Technology shapes where we work. As we enter a new decade, it’s time to reflect on how office technology drives the workplace evolution forward...
On average, UK workers spend 42.5 hours at work per week.
This a lot of time spent in the office. Our workplaces are basically second homes, and their technology infrastructure can have a big impact on a worker’s productivity, happiness and mental health.
Office technology is key to making sure staff stress levels remain as low as possible.
Offices have been around since Ancient Rome and they often reflect society’s technological and cultural advancements. Over time, employers have shifted their concerns away from pure productivity, preferring safe work environments.
So, how did we get here? And, where do we go next?
The Office of the Past
Ancient civilisations didn’t exist solely on agriculture or military might. The Roman Empire needed office workers to keep their legal system running. Offices were a vital part of every town’s Forum. Office technology at this time was what you’d expect: a quill, paper and maybe an abacus.
However, it wasn’t until the 20th century that workplaces and office technology shared a commonality with modern workplaces.
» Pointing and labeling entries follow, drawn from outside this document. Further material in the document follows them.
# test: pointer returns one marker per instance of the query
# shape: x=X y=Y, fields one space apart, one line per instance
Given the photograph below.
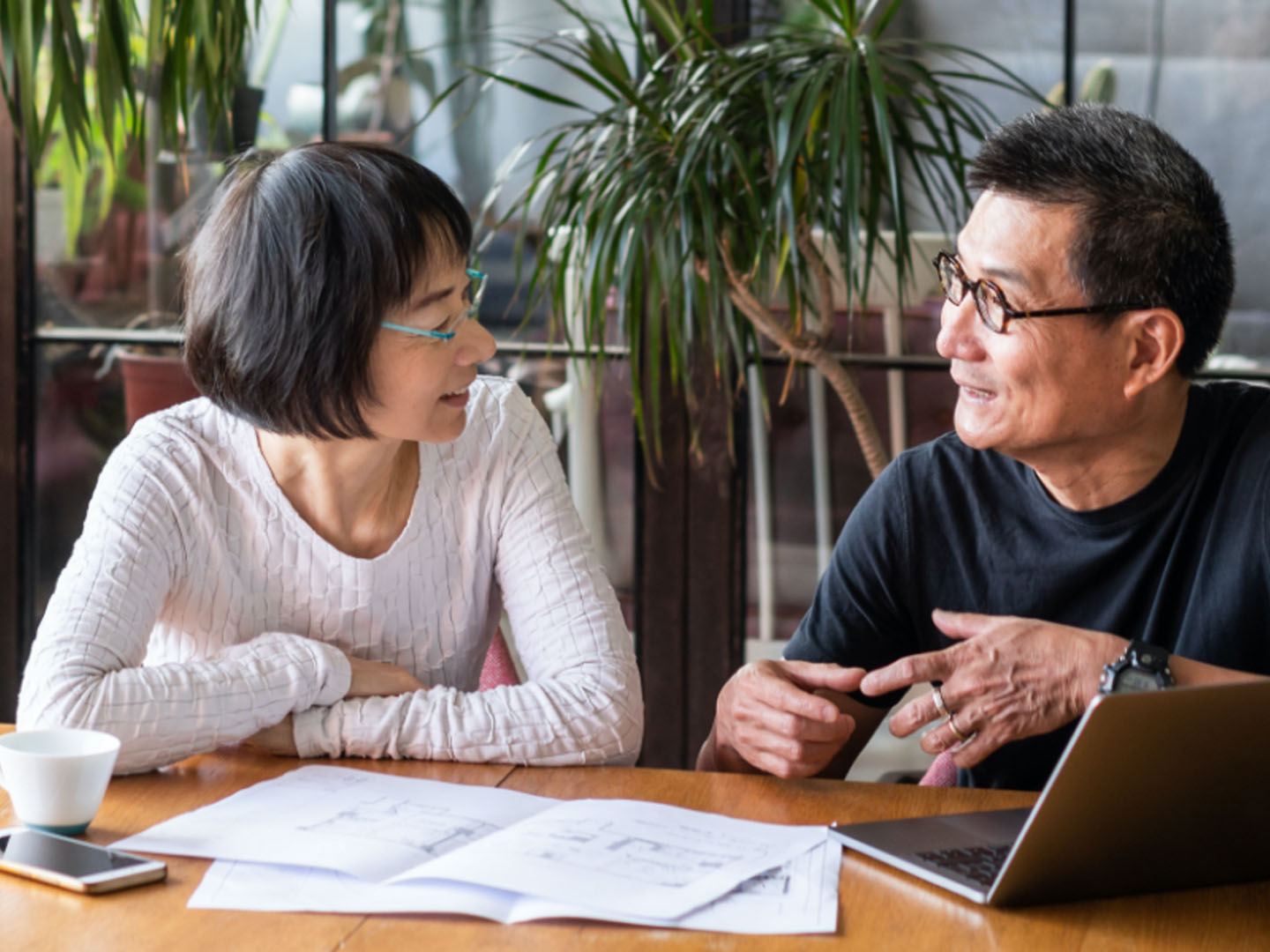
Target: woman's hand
x=279 y=740
x=380 y=680
x=1009 y=678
The invention of the telephone, dictation machines, and typewriters opened up new avenues of work.
Thanks to Frank Lloyd Wright’s open-plan architecture, offices became wall-less halls filled with desks, typewriters and ringing phones. Office technology enabled staff to communicate inside and outside their walls and tightened economic bonds throughout the country.
In the 1980's, “cube farms” entered our offices as workers were pinned into cheap offices-within-offices. While this helped businesses make the most of the 1980s Thatcherite capitalism, it worsened staff morale.
The Office of the Present
However, office technology really started to develop (and develop our office culture) in the 1990s.
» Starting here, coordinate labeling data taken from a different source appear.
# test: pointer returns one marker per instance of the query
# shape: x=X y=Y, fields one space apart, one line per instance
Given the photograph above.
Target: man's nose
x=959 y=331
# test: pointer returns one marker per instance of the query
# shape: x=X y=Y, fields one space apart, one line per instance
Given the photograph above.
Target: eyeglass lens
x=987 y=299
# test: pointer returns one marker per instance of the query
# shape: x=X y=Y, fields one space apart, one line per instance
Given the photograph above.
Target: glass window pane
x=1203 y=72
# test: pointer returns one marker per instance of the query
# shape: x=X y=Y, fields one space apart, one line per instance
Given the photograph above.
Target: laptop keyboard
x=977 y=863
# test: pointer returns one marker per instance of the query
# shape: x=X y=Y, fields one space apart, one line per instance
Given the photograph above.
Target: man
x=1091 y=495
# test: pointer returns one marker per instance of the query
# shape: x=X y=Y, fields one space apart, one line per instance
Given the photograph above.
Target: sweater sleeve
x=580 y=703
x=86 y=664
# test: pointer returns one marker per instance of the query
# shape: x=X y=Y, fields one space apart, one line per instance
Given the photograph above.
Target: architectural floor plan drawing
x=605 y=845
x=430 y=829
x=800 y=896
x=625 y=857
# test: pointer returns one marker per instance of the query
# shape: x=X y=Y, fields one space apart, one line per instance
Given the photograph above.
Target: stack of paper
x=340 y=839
Powerful computers became cheaper and offices replaced their fax machines with email. Why? Because of the internet.
The internet changed everything. Intra-office communication is easier than ever. Emails became the most popular way to communicate. So much so, new software such as Microsoft Teams markets itself as an email alternative -- the next step in digital collaboration.
Digital storage now means the cloud as memory sticks are going the way of the floppy disk. Offices have responded by streamlining equipment and introducing BYOD policies. Remote working is more popular than ever.
The office is no more...
The Office of the Future
Office technology is driving new changes. Remote working tools keep staff mobile. They can work from anywhere at any time.
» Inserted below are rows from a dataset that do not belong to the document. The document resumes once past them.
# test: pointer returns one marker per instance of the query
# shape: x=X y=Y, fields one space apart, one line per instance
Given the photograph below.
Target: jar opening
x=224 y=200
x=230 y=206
This office technology evolution goes hand in hand with the demands of Generation Z. As they enter the workforce, their biggest requirement is a better work-life harmony.
However, some major companies, including IBM, are resisting work-from-home policies as they believe a physical workspace boosts collaboration, communication and health.
Developments in office technology will enable a more inviting office design. WiFi-enabled rocks, BYOD for hot-desking and apps will make workplaces more inviting spaces.
Office technology is will enable workplaces to be more welcoming, more spacious and places people actually want to work. A greater work-life balance isn’t about working from home. It’s about making sure work becomes a more fulfilling part of life.